Exploring the Moiré Landscape of Graphene–Perovskite Oxide Membranes with Machine Learning

The combination of graphene, with its sensitivity to the physical environment, and perovskite oxides, with their wide range of tunable properties, make graphene-perovskite oxide heterostructures a potentially rich playground for materials science and applications [1]. Furthermore, the mechanical and tribological properties of graphene could make it useful as a capping or lubricating layer when creating novel oxide interfaces. [2] Here, we aim to expand the knowledge of graphene-perovskite oxide interfaces utilizing computational modelling. Traditionally, one would resort to density functional theory (DFT) calculations to understand the interaction between the materials. However, the significant difference between the graphene and oxide crystals poses a numerical challenge since large supercells are required to accommodate the two materials. To tackle this, we employ state-of-the-art machine learning potentials [3] to study the atomic structure of graphene-perovskite oxide interfaces. These highly efficient and accurate potentials enable the study of large graphene-perovskite oxide heterostructure domains, not only in the static, zero-temperature limit, but also as a function of temperature using molecular dynamics with near DFT accuracy.

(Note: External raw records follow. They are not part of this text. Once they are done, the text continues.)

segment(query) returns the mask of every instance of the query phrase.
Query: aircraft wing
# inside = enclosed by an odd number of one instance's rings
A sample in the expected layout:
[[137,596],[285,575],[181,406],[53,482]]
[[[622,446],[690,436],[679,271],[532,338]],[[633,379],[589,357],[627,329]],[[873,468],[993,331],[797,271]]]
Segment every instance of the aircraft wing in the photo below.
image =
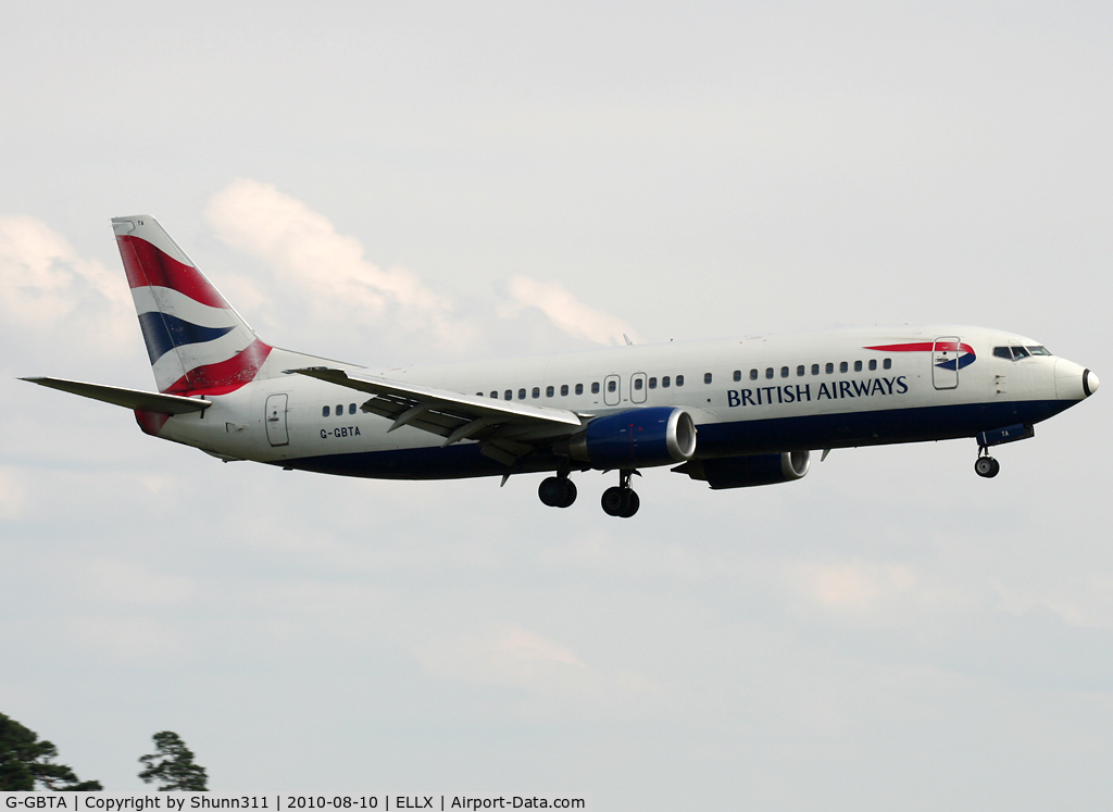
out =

In this work, we consider graphene placed on TiO₂ terminated (001) surfaces of SrTiO₃ and BaTiO₃. Simulations of the graphene-perovskite oxide interface reveal a moderately strong van der Waals binding, comparable to that observed in bilayer graphene. However, the sliding and twisting energy landscapes are very shallow due to the incommensurability between the two structures. This indicates that while the two materials adhere to each other, they can move laterally with minimal interlocking. Additionally, we observe the formation of subtle twist-angle-dependent moiré patterns in the relaxed graphene, induced by the presence of the oxide. Our findings reveal unexpected lubrication in the graphene-perovskite system, encouraging further experimental and theoretical studies to better understand the complex interface between these materials.

1. Yang, Allen Jian, et al. "Two-dimensional layered materials meet perovskite oxides: A combination for high-performance electronic devices." ACS Nano 17.11 (2023): 9748-9762.
2. Sánchez-Santolino, G., et al. "A 2D ferroelectric vortex pattern in twisted BaTiO3 freestanding layers." Nature 626.7999 (2024): 529-534.
3. Fan, Zheyong, et al. "Neuroevolution machine learning potentials: Combining high accuracy and low cost in atomistic simulations and application to heat transport." Physical Review B 104.10 (2021): 104309.